Crowle's stain
15 mg Coomassie Brilliant Blue R250
100 ml 5% acetic acid, 3% trichloroacetic acid
Stir at 60oC until dissolved, filter (Whatman no.1). Filter after each use.
Staining procedure
1- Wash gel 2 hrs each with two changes of buffer (phosphate or Tris buffered saline). For silver staining, gels require more exhaustive washing.Comments
2- Wash 1 hr with distilled water.
3- Place slide, gel side up, on filter paper. Cover with 2 (or more) pieces of filter paper. Cover with 2X folded paper towels.
4- Press assembly with an inverted Petri dish lid containing a beaker with about 500 ml of water.
5- After 30-45 min, remove the gel and air dry.
6- Stain 30 min (or more).
7- Wash and soak about 30 min in 0.3% acetic acid.
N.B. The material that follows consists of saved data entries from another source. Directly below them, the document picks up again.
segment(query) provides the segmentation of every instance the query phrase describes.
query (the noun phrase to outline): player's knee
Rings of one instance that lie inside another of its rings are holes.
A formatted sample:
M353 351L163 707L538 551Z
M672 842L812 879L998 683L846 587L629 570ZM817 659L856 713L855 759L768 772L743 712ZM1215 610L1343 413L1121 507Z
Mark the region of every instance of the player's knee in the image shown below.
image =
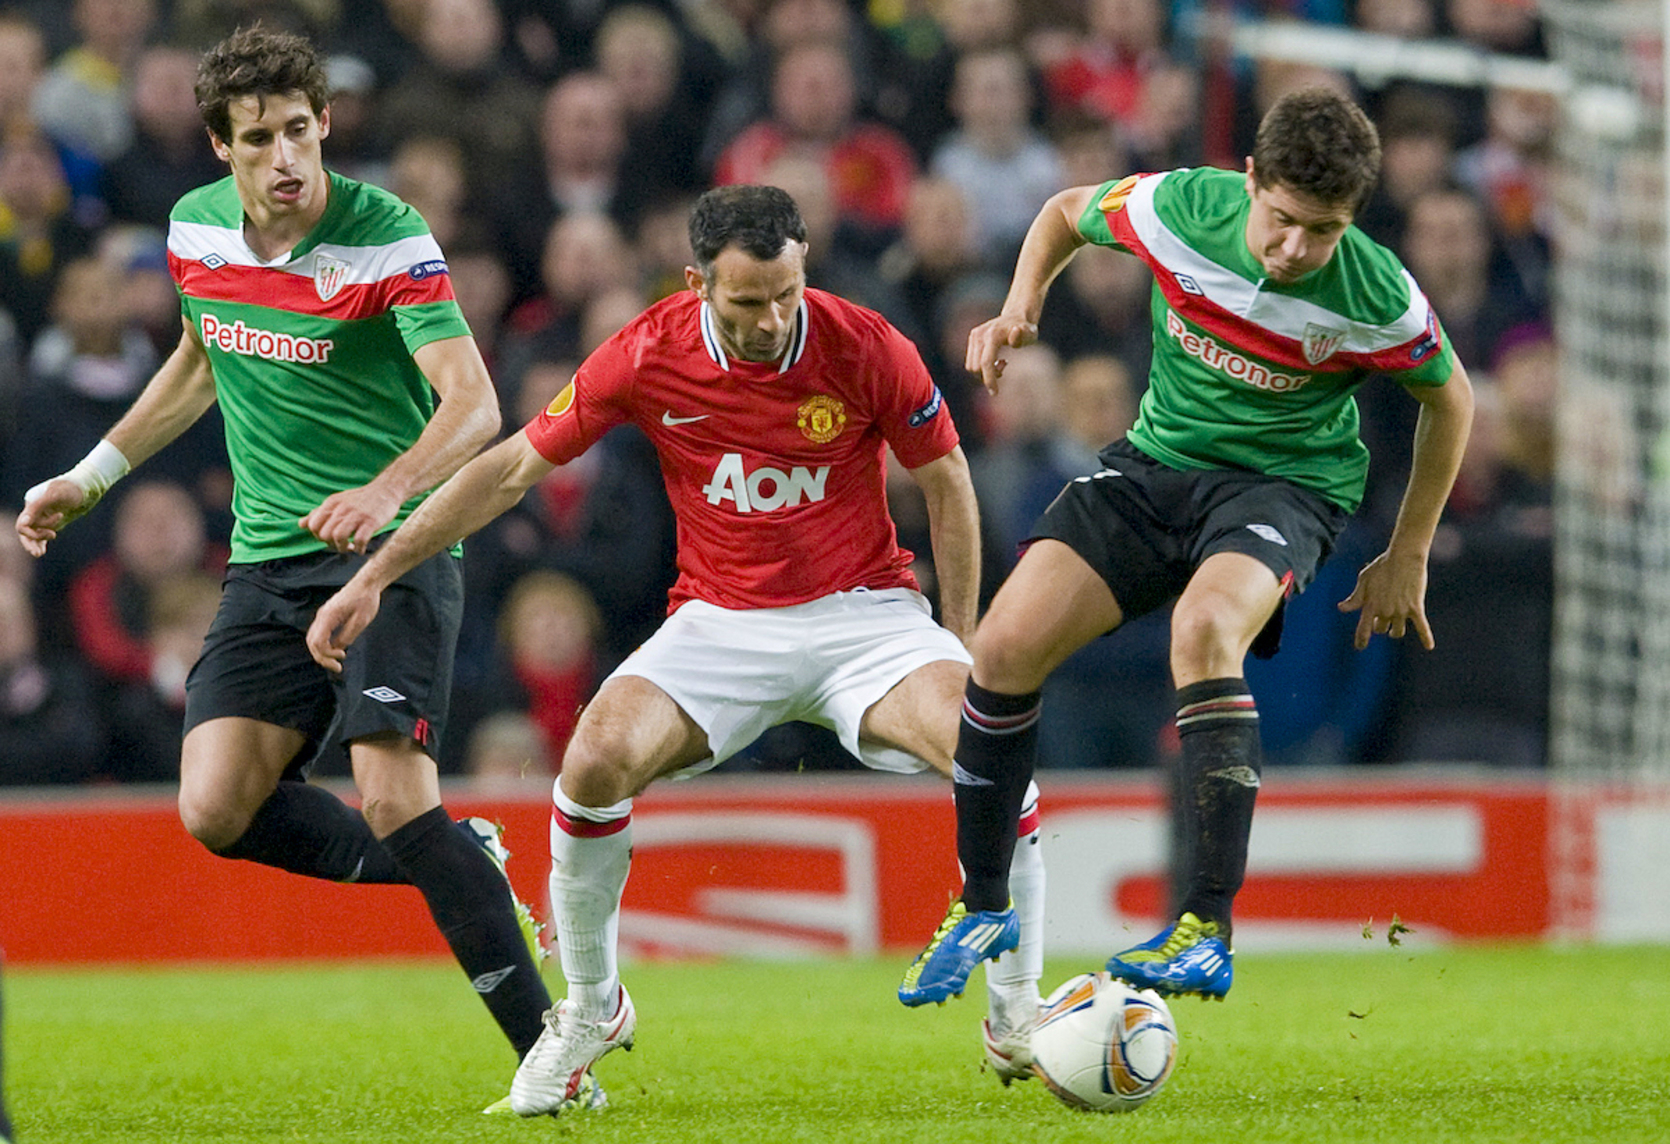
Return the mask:
M1219 609L1179 607L1171 617L1173 674L1180 679L1239 674L1246 642L1240 626Z
M613 806L637 793L637 768L624 743L575 735L562 757L563 791L581 806Z
M218 800L180 788L180 823L209 850L226 850L249 829L249 815Z
M970 651L974 655L974 678L988 691L1025 695L1044 685L1048 674L1044 657L1023 632L981 624Z

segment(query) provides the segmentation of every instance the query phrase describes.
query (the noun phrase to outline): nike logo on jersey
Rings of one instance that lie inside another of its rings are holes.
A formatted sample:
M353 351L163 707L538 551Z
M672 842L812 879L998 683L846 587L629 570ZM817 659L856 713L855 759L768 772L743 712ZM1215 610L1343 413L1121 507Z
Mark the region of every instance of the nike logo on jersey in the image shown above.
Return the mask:
M712 414L710 413L698 413L694 417L674 417L673 411L669 409L661 415L661 424L669 427L673 425L688 425L692 421L706 421L711 416Z

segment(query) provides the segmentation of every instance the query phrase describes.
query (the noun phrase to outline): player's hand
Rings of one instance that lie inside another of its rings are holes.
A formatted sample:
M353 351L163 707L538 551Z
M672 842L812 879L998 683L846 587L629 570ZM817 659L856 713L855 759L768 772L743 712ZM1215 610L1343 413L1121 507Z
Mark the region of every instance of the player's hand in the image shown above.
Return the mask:
M308 653L320 667L340 675L349 645L371 626L381 605L382 593L350 580L313 614L307 629Z
M1020 349L1037 340L1036 322L999 314L968 332L968 356L963 364L969 373L980 375L982 385L996 393L1003 367L1008 364L1003 351Z
M399 511L399 501L362 485L332 493L300 523L335 551L363 555L371 538Z
M1357 573L1357 586L1340 601L1339 610L1355 612L1357 650L1368 646L1371 636L1400 640L1413 627L1427 651L1433 649L1432 627L1426 619L1426 561L1398 558L1382 552Z
M23 550L44 556L46 546L58 538L63 527L86 514L99 498L84 492L74 481L53 477L24 494L23 511L17 514L17 535Z

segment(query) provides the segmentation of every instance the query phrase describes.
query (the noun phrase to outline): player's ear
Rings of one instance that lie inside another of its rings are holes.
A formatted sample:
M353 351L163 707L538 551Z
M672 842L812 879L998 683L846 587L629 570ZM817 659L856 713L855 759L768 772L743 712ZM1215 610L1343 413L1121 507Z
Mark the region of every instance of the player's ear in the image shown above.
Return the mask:
M704 302L707 301L707 279L702 277L700 270L697 270L694 266L686 266L684 268L684 284L695 291L696 297Z
M222 163L231 162L232 148L227 146L219 135L215 134L214 128L205 127L203 128L203 133L209 137L209 147L214 151L215 158L219 159Z
M1253 170L1252 156L1247 156L1247 194L1258 189L1258 173Z

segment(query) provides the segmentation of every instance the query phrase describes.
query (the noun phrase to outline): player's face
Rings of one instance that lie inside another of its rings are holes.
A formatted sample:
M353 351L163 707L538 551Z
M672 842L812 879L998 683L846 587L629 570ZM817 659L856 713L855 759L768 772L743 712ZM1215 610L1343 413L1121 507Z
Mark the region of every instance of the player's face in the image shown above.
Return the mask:
M1276 282L1297 282L1327 265L1351 225L1350 207L1325 203L1281 183L1259 186L1247 160L1247 249Z
M794 315L806 293L806 244L791 242L761 261L727 246L713 260L712 281L695 267L685 280L713 310L725 352L741 361L776 361L794 336Z
M331 113L318 115L300 92L257 99L247 95L227 109L231 138L209 141L232 168L238 197L256 226L324 213L327 183L320 142L330 134Z

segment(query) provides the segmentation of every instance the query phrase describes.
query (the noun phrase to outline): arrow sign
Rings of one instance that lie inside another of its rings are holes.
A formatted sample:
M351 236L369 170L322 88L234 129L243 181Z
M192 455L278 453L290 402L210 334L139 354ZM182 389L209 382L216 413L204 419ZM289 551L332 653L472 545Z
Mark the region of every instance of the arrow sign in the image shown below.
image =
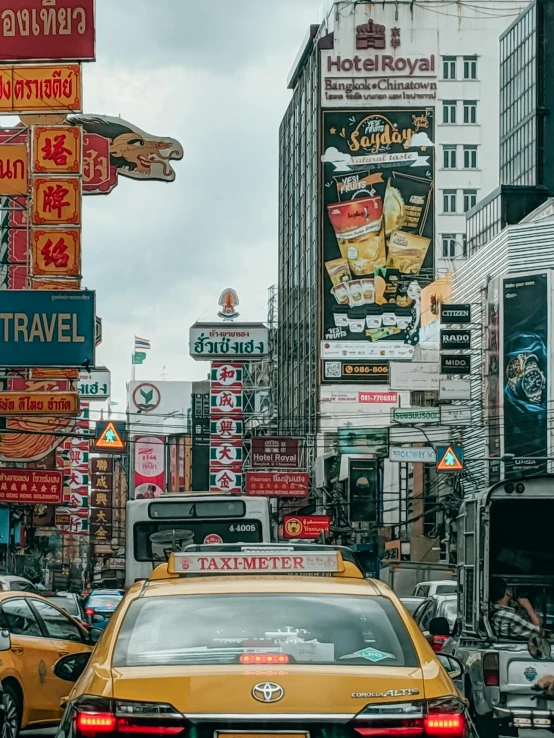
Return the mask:
M437 471L461 472L464 470L462 446L437 446Z

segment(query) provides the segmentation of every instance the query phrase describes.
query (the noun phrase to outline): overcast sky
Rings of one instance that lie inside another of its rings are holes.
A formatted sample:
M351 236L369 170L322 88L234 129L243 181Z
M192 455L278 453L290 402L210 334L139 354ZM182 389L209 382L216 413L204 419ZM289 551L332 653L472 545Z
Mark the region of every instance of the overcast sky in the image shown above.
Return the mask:
M278 129L286 80L321 0L97 0L97 62L84 112L121 115L178 139L170 184L120 177L85 197L83 286L97 293L124 409L135 334L152 341L137 379L202 379L189 326L215 319L234 287L245 319L266 316L277 281ZM119 408L118 408L119 409Z

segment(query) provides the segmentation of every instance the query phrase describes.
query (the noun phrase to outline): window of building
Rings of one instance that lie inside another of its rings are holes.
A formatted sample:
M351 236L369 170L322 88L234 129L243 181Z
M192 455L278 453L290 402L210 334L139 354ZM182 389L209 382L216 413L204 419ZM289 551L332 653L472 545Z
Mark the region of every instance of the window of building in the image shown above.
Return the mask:
M477 169L477 146L464 146L464 169Z
M443 123L455 123L456 122L456 100L443 100L442 101L442 122Z
M456 234L442 234L442 255L444 259L453 259L456 256Z
M456 190L442 191L442 211L443 213L456 212Z
M477 79L476 56L464 56L464 79Z
M447 144L442 147L445 169L456 169L456 148L456 144Z
M465 233L462 236L462 256L464 257L464 259L467 257L467 236L465 235Z
M443 79L456 79L456 57L455 56L443 56L442 57L442 78Z
M464 100L464 123L477 123L476 100Z
M464 190L464 213L476 204L477 202L477 190Z

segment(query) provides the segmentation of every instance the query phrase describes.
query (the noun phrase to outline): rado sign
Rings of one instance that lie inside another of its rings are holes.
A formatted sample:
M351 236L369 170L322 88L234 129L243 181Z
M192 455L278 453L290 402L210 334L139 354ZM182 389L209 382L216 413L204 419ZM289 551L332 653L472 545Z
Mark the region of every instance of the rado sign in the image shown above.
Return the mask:
M471 374L470 354L441 354L441 374Z
M441 323L471 323L471 305L441 305Z
M441 330L441 350L471 348L471 331L469 330Z

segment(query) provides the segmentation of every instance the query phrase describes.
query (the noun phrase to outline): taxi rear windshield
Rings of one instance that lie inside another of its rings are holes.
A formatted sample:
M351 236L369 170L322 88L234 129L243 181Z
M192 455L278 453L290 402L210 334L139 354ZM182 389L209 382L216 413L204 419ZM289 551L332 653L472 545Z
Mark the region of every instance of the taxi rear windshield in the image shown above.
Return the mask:
M288 663L419 665L384 597L302 594L145 597L130 606L114 667L241 664L251 654Z

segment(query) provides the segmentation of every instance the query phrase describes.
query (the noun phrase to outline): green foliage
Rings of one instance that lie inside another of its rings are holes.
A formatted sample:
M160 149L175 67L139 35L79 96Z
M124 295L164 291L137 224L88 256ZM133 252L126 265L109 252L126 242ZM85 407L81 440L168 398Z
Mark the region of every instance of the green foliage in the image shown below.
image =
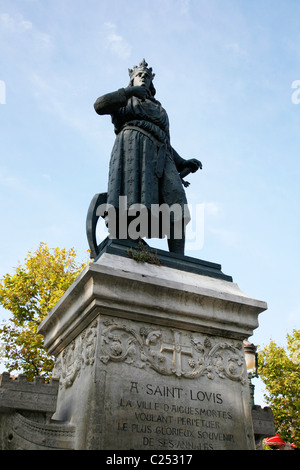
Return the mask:
M271 341L260 351L258 372L278 435L300 448L300 330L287 335L287 350Z
M41 243L15 274L0 280L0 304L12 314L0 328L1 355L9 372L24 372L29 380L51 377L53 357L37 327L86 266L75 257L73 249L49 249Z
M127 250L127 255L129 256L129 258L134 259L138 263L156 264L158 266L161 265L156 251L149 250L147 245L144 245L142 241L139 241L136 250L134 250L133 248L129 248Z

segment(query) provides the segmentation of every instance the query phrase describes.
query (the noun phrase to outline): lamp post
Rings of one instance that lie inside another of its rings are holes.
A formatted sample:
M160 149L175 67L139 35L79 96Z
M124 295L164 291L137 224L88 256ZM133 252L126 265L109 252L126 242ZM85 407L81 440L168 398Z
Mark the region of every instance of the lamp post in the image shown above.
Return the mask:
M248 370L251 408L254 406L254 389L255 389L255 386L252 384L251 379L258 377L258 374L257 374L258 356L257 356L256 350L257 350L257 347L254 344L250 343L247 340L244 340L244 352L245 352L246 367Z

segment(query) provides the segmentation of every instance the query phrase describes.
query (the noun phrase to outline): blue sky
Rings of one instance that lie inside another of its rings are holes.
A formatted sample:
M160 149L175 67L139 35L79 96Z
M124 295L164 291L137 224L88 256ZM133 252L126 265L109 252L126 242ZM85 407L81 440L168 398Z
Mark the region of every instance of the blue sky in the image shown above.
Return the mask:
M187 197L204 239L186 254L268 303L251 341L285 345L300 327L299 18L298 0L0 0L0 276L40 242L87 257L114 141L93 103L145 57L173 147L203 163Z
1- Agarose adheres better to GelBond than to glass.
2- If you use microscope slides, make sure they're clean.
3- Coomassie Blue is relatively insoluble. If proteins stain red instead of blue, heat the stain to dissolve the dye, or replenish the Coomassie Blue.
4- If gels dry before washing, protein will denature giving a high background.
5- Stained gels may be stored indefinitely.
6- For electrophoresis gels the exhaustive washing is unnecessary
7- The residual charge of agarose leads to high background with standard polyacrylamide staining procedures
8- Crocein scarlet is purely anionic and hence has little tendency for background staining
9- The basic procedure is from J. Immunol. Meth. 17, 379-381 (1977).